Ringrazio Barbara D’Urso per aver alzato il testosterone dei tavoli e l’attore Giampaolo Gambi per aver cantato le canzoni napoletane meglio di Guido Lembo all’Anima e Core di Capri. Ho riso guardando il video girato da Matteo Curti di Radio DeeJay in cui i protagonisti sono Luigi Luciano alias Herbert Ballerina, il Vic, Federico Russo e Marisa Passera che parla delle lasagne di Massimo e Cinzia, cuochi della Balera, e della nostra amicizia: lo troverete nelle mie storie fisse di Instagram. Con Elisabetta Canalis non ho litigato. Lei, in preda al panico, ha preferito rimanere a casa a studiare un copione (un progetto a cui ho preso una piccola parte anch’io).
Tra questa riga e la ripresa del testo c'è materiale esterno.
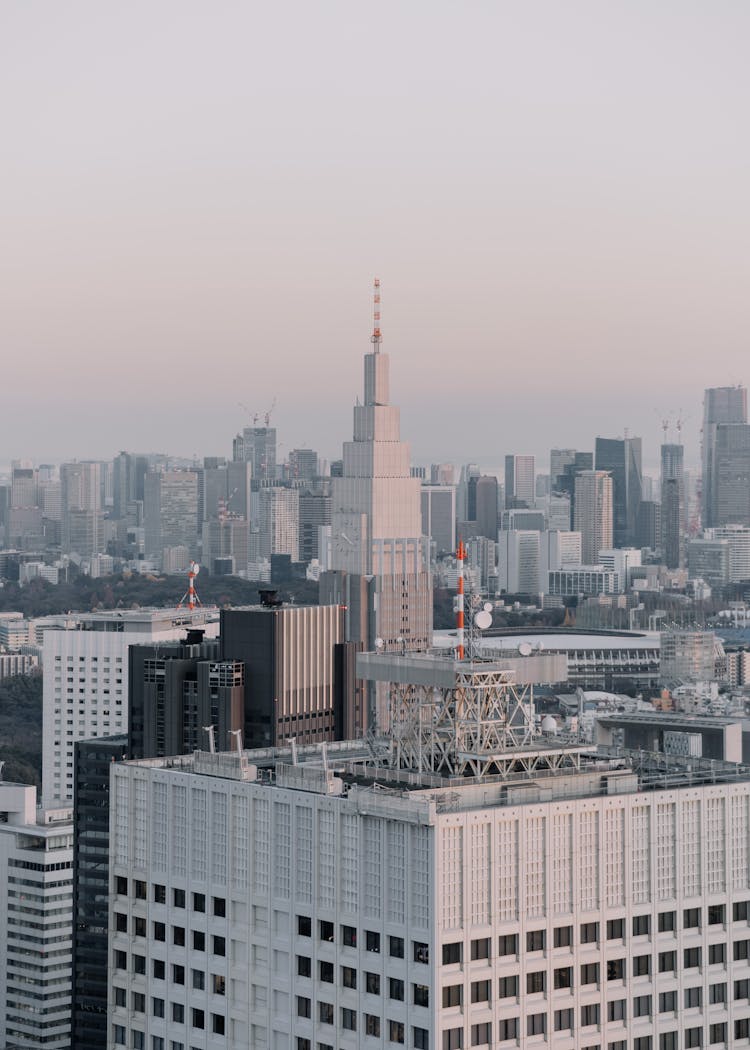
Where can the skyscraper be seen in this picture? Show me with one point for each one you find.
(672, 506)
(622, 458)
(721, 404)
(380, 560)
(594, 513)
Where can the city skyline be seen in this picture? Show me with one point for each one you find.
(550, 226)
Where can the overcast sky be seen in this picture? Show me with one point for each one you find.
(195, 197)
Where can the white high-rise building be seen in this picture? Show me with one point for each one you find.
(500, 890)
(36, 922)
(379, 558)
(85, 658)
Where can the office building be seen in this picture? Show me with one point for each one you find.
(448, 889)
(36, 922)
(721, 405)
(621, 457)
(380, 559)
(594, 512)
(170, 510)
(518, 562)
(86, 679)
(520, 489)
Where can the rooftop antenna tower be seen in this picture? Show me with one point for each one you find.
(376, 337)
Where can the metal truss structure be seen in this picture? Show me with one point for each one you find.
(482, 725)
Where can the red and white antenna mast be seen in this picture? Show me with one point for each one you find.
(376, 337)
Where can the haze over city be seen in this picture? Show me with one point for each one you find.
(198, 196)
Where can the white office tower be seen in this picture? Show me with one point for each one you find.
(85, 659)
(36, 922)
(379, 557)
(472, 884)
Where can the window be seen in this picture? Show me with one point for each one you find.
(616, 929)
(395, 1031)
(480, 989)
(693, 996)
(563, 1021)
(617, 1009)
(507, 945)
(421, 994)
(536, 982)
(589, 973)
(642, 1006)
(536, 1024)
(667, 962)
(641, 925)
(562, 937)
(536, 940)
(667, 1002)
(667, 922)
(482, 1033)
(717, 993)
(589, 932)
(452, 995)
(562, 978)
(395, 947)
(589, 1014)
(480, 948)
(691, 919)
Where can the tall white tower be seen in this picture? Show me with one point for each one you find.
(379, 558)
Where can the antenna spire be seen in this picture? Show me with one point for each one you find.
(376, 337)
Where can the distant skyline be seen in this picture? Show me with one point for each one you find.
(196, 197)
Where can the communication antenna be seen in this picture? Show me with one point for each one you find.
(376, 337)
(192, 599)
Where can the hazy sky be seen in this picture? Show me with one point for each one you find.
(195, 197)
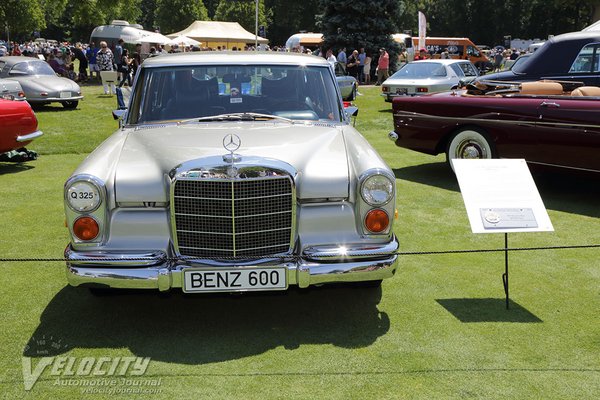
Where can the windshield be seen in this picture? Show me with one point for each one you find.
(419, 69)
(33, 68)
(178, 93)
(520, 62)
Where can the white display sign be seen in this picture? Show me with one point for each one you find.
(500, 196)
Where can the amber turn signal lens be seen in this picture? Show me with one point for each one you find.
(377, 221)
(86, 228)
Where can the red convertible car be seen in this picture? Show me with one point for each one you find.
(548, 123)
(18, 125)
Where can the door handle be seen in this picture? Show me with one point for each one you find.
(549, 104)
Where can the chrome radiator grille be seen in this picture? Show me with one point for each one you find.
(236, 218)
Al tavolo l’ho sostituita in corsa con l’amico scapolo Max Ferrari, un passepartout che gli etero non hanno apprezzato del tutto. Anche Madalina Ghenea ha dato forfait per un problema con la tata. Al suo posto ho messo l’amica Francesca Fogar che ha saputo difendere l’onore delle femmine frizzanti. A parte alla fine, quando il gin dell’amico Paolo Dalla Mora ha avuto la meglio su di lei e l’hanno portata via.

Gli imbucati

«La riuscita di una festa si valuta anche dalla qualità degli imbucati. Se non ci sono, significa che non valeva la pena provarci», diceva il principe Giovanelli. Capii cosa intendeva anni fa, quando alla bicchierata di laurea di Lucia Scajola, all’Ombra de Vin, si presentò il capitano della nazionale di pallanuoto italiana Maurizio Felugo. Per quanto riguarda la mia di festa, con sollievo, intorno a mezzanotte, ho visto volti che non conoscevo. Uno tra loro, amico di Lodovico Colli di Felizzano e Lavinia Fuksas, è stato molto galante con un’ospite. Peccato che entrambi fossero in partenza per una vacanza, ma chissà.

Tovaglie e croce rossa

Dare una festa Covid Free era la mia ossessione. Per questo ringrazio Sos Lambrate che ha snellito la burocrazia e, in cambio di una donazione, ha reso disponibile un’ambulanza e un medico per il controllo del Green Pass. Anche la signora Fletcher ne sarebbe stata contenta, e per una volta non avrebbe dovuto risolvere alcun caso. Erano presenti, è vero, due amici che in passato, in modi diversi, sono stati casi di cronaca giudiziaria. Oggi hanno riscattato le loro vite e averli avuti vicini in un giorno di festa mi ha reso felice. Le settanta tovaglie di Stefano Seletti per Toilet Paper sono rimaste alla Balera dell’Ortica. Se vi capita di sedervi al tavolo in cui c’è quella col pesce sgozzato sappiate che è la mia preferita. Ma non fatemi altre domande.